Alfred, Lord Tennyson (1850–1892) was a British poet and the nation’s poet laureate for much of Queen Victoria’s reign.
Building the Bridge
by Will Allen Dromgoole
An old man, going a lone highway,
Came, at the evening, cold and gray,
To a chasm, vast, and deep, and wide,
Through which was flowing a sullen tide.
The old man crossed in the twilight dim;
The sullen stream had no fears for him;
But he turned, when safe on the other side,
And built a bridge to span the tide.
“Old man,” said a fellow pilgrim, near,
“You are wasting strength with building here;
Your journey will end with the ending day;
You never again will pass this way;
You’ve crossed the chasm, deep and wide, —
Why build you this bridge at the eventide?”
The builder lifted his old gray head:
“Good friend, in the path I have come,” he said,
“There followeth after me to-day
A youth, whose feet must pass this way.
This chasm, that has been naught to me,
To that fair-haired youth may a pitfall be.

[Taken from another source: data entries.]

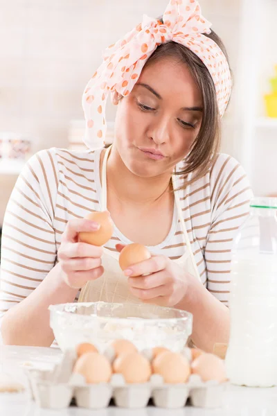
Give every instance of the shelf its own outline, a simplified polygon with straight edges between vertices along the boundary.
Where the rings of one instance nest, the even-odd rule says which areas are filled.
[[[0,175],[19,175],[25,164],[25,161],[2,160],[0,162]]]
[[[256,127],[265,127],[267,128],[277,128],[277,119],[271,117],[259,117],[255,123]]]

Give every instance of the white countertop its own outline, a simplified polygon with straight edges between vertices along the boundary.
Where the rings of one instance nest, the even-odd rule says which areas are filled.
[[[0,346],[0,370],[16,375],[26,383],[22,365],[50,368],[58,362],[61,352],[53,348]],[[1,372],[1,371],[0,371]],[[224,393],[223,408],[208,410],[186,406],[163,410],[154,407],[129,410],[109,407],[100,410],[71,407],[64,410],[38,408],[28,392],[0,394],[1,416],[277,416],[277,388],[248,388],[230,385]]]

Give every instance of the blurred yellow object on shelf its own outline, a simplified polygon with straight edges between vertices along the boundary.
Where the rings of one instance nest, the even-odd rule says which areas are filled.
[[[277,92],[265,95],[265,100],[267,116],[277,119]]]
[[[268,117],[277,118],[277,65],[275,65],[276,76],[271,78],[271,94],[265,96],[265,107]]]

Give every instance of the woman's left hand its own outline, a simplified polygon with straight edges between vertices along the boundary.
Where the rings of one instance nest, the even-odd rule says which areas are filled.
[[[116,248],[121,251],[123,247],[118,244]],[[144,302],[172,307],[188,293],[190,275],[166,256],[153,256],[129,267],[124,274],[132,294]],[[138,275],[132,277],[133,274]]]

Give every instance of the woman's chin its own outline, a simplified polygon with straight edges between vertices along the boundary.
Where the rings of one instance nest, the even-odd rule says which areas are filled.
[[[150,166],[147,163],[142,164],[137,161],[132,162],[128,164],[127,167],[132,173],[140,177],[154,177],[163,172],[161,168],[157,169],[155,166]]]

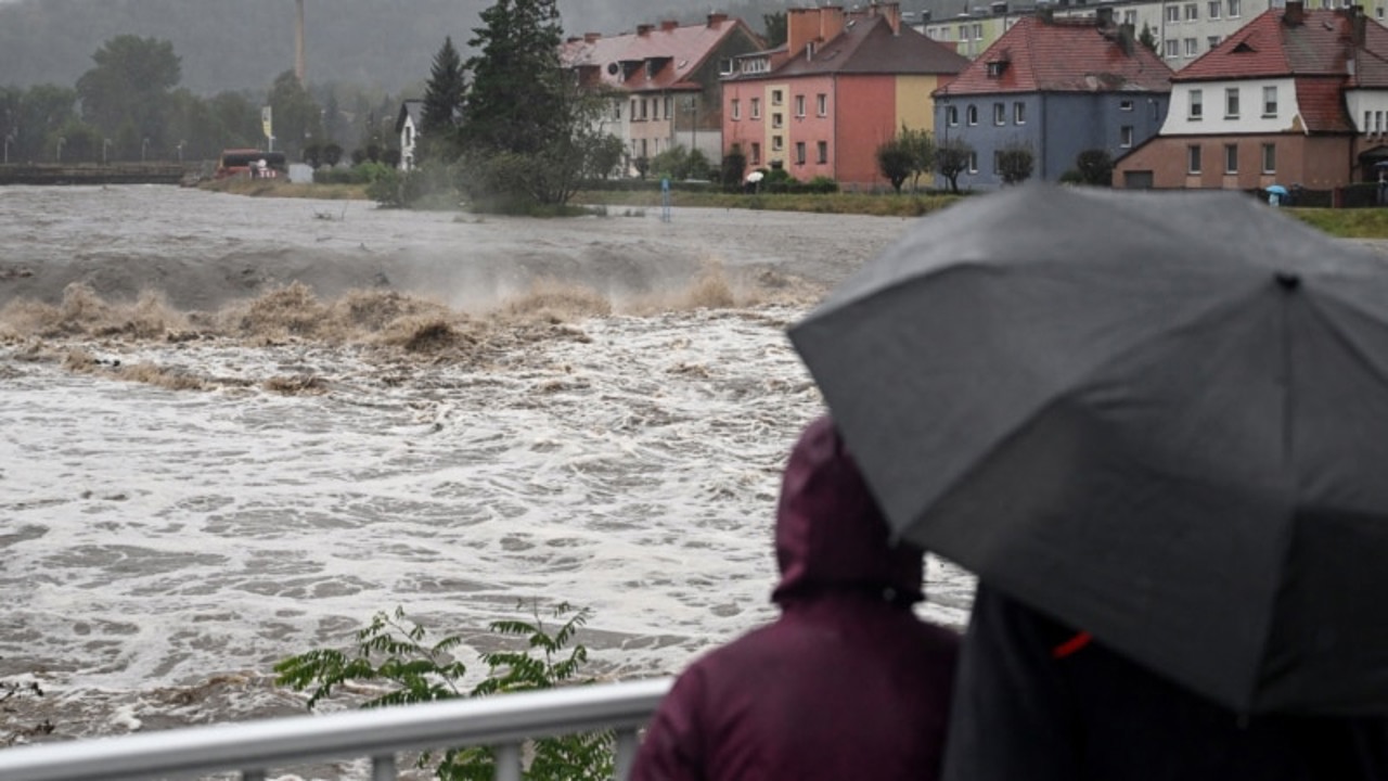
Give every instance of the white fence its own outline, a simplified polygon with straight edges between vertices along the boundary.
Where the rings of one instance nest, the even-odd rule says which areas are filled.
[[[616,731],[616,778],[636,756],[637,730],[670,678],[569,687],[482,699],[168,730],[0,750],[0,781],[150,781],[239,771],[265,778],[296,763],[371,757],[372,781],[396,778],[396,755],[496,746],[498,781],[519,781],[527,738]]]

He, too, must cross in the twilight dim;
Good friend, I am building this bridge for him.”
Will Allen Dromgoole (1860-1934) was an American poet, author, and essayist.
Youth
by Langston Hughes
We have tomorrow
Bright before us
Like a flame
Yesterday
a night-gone thing,
A sun-down name.
And dawn to-day
Broad arch above the road we came.
We march!
Langston Hughes (1901–1967) was an American poet, social activist, novelist, playwright, and columnist.